Pedro Teixeira

Personal information
- Full name: Daniel Pedro Martinho Teixeira
- Date of birth: 7 September 1998 (age 27)
- Place of birth: Neuchâtel, Switzerland
- Height: 1.78 m (5 ft 10 in)
- Position: Midfielder

Team information
- Current team: Bulle
- Number: 27

Youth career
- 2008–2016: Xamax

Senior career*
- Years: Team / Apps / (Gls)
- 2016–2017: Xamax / 27 / (7)
- 2017–2020: Young Boys / 0 / (0)
- 2019: → Rapperswil-Jona (loan) / 15 / (3)
- 2019–2020: → Kriens (loan) / 20 / (0)
- 2020–2021: Xamax / 15 / (0)
- 2021–2022: Chiasso / 31 / (2)
- 2022–2023: Biel-Bienne / 28 / (2)
- 2023–: Bulle / 11 / (2)

International career^{‡}
- 2016: Switzerland U19 / 1 / (0)
- 2017: Switzerland U20 / 6 / (0)

= Pedro Teixeira (footballer) =

Swiss footballer (born 1998)

Daniel Pedro Martinho Teixeira (born 7 September 1998), better known as just Pedro Teixeira, is a Swiss professional footballer who plays as a midfielder for Bulle.

==Club career==
Teixeira joined his local club Neuchâtel Xamax at the age of 10. After a successful debut season with Xamax in the Swiss Challenge League, Teixeira signed a 4-year contract with BSC Young Boys on 30 August 2017. Teixeira made his professional debut in a 2-1 2017–18 UEFA Europa League win over KF Skënderbeu Korçë on 7 December 2017.

He was loaned out to FC Rapperswil-Jona on 15 January 2019 for the rest of the season.

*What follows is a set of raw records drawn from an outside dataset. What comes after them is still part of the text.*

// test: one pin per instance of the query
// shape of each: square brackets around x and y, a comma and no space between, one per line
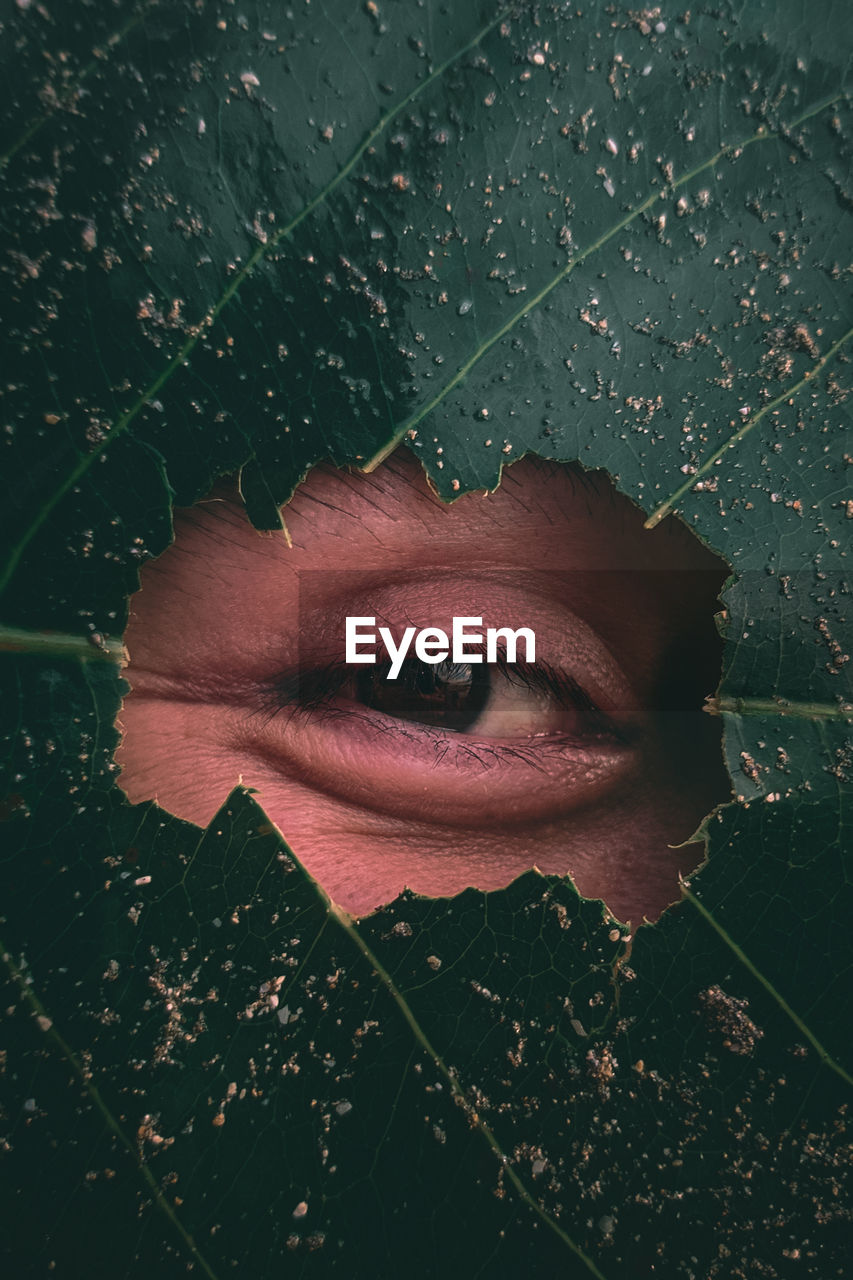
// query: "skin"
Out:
[372,803]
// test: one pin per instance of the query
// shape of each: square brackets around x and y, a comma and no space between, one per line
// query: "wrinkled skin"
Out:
[600,787]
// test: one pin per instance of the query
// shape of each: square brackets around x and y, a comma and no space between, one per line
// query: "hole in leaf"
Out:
[592,759]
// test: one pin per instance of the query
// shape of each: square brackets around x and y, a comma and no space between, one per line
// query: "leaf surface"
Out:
[263,237]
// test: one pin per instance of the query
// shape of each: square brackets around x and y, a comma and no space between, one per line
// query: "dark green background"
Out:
[252,236]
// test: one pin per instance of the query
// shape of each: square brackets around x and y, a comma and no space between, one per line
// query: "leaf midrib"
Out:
[284,232]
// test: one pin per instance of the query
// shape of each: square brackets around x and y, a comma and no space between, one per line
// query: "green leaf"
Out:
[254,238]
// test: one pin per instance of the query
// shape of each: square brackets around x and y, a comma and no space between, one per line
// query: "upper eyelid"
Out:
[287,690]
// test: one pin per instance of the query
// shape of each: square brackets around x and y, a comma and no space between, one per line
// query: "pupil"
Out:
[450,695]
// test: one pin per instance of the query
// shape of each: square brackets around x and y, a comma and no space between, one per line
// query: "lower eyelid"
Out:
[402,768]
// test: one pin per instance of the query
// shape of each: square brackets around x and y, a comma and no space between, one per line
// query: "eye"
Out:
[500,700]
[451,695]
[593,758]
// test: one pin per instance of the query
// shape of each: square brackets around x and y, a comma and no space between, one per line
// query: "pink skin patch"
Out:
[594,762]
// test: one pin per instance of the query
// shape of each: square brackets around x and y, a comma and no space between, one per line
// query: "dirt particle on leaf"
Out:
[728,1016]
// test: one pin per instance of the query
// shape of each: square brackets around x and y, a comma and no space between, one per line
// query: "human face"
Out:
[594,763]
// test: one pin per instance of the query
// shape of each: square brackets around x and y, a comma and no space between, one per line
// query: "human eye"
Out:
[487,743]
[589,757]
[519,702]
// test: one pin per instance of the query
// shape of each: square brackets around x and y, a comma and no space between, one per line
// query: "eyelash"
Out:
[315,691]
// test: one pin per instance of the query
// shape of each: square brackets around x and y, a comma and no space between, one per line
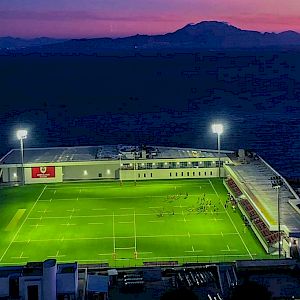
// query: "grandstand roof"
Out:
[254,178]
[103,152]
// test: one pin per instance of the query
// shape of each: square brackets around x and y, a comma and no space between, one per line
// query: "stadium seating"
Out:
[233,187]
[269,236]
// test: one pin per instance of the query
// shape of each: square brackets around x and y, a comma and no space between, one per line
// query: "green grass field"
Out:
[123,225]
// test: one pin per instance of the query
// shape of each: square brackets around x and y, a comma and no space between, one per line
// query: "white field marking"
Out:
[37,225]
[19,257]
[114,238]
[134,229]
[47,218]
[128,222]
[14,237]
[121,237]
[231,220]
[158,221]
[43,211]
[182,213]
[57,255]
[78,195]
[125,248]
[212,234]
[89,216]
[73,210]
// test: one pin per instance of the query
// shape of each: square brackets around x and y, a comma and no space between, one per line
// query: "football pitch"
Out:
[123,225]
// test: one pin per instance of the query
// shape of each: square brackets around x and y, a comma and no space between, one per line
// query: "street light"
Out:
[277,183]
[218,129]
[21,135]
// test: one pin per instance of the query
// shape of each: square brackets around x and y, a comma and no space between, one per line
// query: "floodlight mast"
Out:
[218,129]
[277,183]
[21,135]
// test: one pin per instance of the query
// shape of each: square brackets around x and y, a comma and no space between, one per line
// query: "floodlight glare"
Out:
[21,134]
[217,128]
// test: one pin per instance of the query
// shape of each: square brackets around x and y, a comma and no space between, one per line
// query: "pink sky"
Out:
[113,18]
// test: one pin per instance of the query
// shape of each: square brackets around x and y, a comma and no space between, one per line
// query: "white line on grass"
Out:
[125,248]
[124,237]
[231,220]
[14,237]
[157,221]
[126,222]
[114,238]
[134,229]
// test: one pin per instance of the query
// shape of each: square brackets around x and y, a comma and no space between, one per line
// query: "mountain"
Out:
[203,35]
[15,43]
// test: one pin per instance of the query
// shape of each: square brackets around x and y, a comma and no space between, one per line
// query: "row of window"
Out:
[172,165]
[178,174]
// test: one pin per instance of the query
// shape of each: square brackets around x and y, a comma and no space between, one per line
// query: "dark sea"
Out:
[167,99]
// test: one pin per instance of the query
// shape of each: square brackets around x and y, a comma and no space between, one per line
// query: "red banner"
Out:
[42,172]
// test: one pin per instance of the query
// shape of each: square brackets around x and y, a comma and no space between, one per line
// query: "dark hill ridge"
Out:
[14,43]
[203,35]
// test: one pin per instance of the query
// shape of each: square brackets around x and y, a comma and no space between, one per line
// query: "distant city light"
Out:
[21,134]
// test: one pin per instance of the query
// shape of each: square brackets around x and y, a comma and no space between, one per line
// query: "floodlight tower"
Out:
[218,129]
[21,135]
[277,183]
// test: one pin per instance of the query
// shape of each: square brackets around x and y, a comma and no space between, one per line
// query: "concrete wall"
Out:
[30,180]
[108,170]
[4,287]
[170,173]
[12,174]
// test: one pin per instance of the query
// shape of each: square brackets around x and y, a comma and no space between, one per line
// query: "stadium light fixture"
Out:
[277,183]
[218,129]
[21,135]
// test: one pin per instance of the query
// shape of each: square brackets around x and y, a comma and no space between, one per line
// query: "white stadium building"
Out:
[246,175]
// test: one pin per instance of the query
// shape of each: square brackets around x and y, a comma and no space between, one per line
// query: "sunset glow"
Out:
[116,18]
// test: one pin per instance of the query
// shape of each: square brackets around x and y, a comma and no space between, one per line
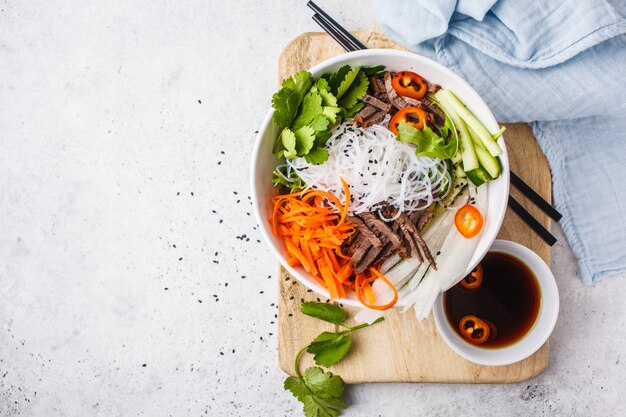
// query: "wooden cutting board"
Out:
[401,349]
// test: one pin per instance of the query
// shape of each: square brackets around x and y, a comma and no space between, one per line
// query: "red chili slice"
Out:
[409,84]
[413,116]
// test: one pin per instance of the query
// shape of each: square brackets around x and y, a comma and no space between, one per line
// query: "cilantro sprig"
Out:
[320,392]
[307,110]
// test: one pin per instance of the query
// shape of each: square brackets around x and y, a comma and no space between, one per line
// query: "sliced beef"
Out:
[360,252]
[373,119]
[387,251]
[385,107]
[366,112]
[381,229]
[355,243]
[423,220]
[367,260]
[397,101]
[365,231]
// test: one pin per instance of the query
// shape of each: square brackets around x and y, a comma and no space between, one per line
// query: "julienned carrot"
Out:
[362,280]
[313,233]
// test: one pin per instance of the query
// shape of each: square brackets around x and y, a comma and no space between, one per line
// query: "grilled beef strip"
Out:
[367,260]
[360,251]
[365,112]
[386,107]
[423,219]
[409,230]
[380,228]
[355,243]
[365,231]
[387,251]
[397,101]
[419,240]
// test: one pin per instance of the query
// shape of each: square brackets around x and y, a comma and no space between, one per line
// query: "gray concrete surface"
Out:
[132,277]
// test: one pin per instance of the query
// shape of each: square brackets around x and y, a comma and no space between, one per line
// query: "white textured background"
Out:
[132,279]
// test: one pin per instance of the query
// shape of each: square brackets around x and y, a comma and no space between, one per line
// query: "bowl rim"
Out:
[344,59]
[532,341]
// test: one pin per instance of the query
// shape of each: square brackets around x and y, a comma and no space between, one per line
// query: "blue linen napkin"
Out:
[560,66]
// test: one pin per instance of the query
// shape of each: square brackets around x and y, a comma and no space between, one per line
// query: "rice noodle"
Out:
[380,171]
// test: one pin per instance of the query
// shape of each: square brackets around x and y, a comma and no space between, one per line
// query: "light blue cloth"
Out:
[559,65]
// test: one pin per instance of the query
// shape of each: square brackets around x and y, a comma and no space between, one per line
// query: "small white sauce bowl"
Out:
[536,336]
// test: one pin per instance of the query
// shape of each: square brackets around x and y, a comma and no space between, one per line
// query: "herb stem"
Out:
[297,362]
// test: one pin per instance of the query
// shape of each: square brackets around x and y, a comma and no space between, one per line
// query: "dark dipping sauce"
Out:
[509,297]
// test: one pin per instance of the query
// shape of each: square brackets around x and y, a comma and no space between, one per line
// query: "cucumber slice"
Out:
[489,163]
[473,123]
[477,176]
[468,155]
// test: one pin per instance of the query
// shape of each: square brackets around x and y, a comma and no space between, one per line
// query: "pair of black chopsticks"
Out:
[350,43]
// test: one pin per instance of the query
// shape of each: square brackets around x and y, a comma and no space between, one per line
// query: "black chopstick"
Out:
[336,36]
[531,221]
[348,42]
[338,29]
[535,198]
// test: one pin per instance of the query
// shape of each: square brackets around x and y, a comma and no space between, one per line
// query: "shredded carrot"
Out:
[313,227]
[361,292]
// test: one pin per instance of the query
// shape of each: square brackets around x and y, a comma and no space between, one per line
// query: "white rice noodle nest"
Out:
[379,170]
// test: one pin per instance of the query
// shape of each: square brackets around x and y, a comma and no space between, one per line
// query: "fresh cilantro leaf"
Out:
[357,91]
[331,313]
[351,112]
[321,137]
[323,384]
[287,100]
[297,386]
[300,83]
[428,142]
[328,99]
[335,79]
[318,407]
[288,139]
[317,156]
[311,107]
[347,81]
[373,70]
[329,348]
[320,392]
[305,139]
[320,122]
[331,113]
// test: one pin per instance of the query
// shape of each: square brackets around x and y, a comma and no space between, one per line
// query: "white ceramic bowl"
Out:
[264,162]
[537,335]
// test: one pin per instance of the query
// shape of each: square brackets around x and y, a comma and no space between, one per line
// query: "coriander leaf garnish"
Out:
[287,100]
[347,81]
[289,142]
[335,79]
[317,156]
[305,139]
[320,392]
[311,107]
[357,90]
[320,122]
[329,348]
[328,312]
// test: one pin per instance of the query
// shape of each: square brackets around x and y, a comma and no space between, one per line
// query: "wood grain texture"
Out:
[401,349]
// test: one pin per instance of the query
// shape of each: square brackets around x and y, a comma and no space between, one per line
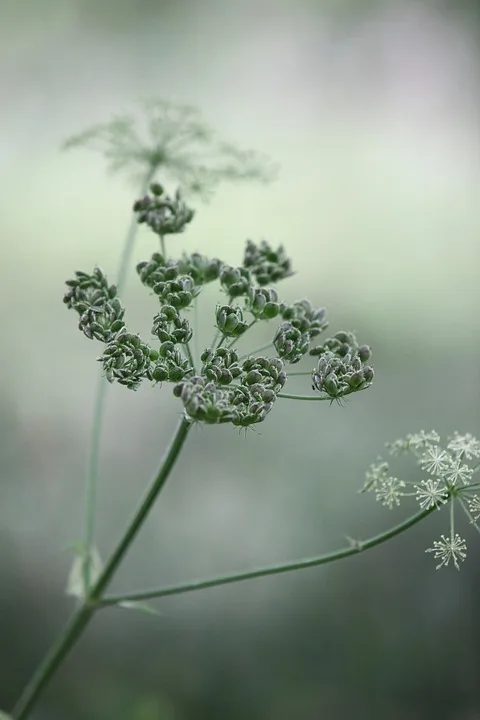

On 12 September 2019, Teixeira joined Swiss Challenge League side Kriens on a season-long loan deal.

On 19 August 2022, Teixeira moved to Biel-Bienne on a one-year contract.

==International career==
Teixeira was born in Switzerland to Portuguese parents, and is a one-time international for the Switzerland U19s, and most recently represented the Switzerland U20s.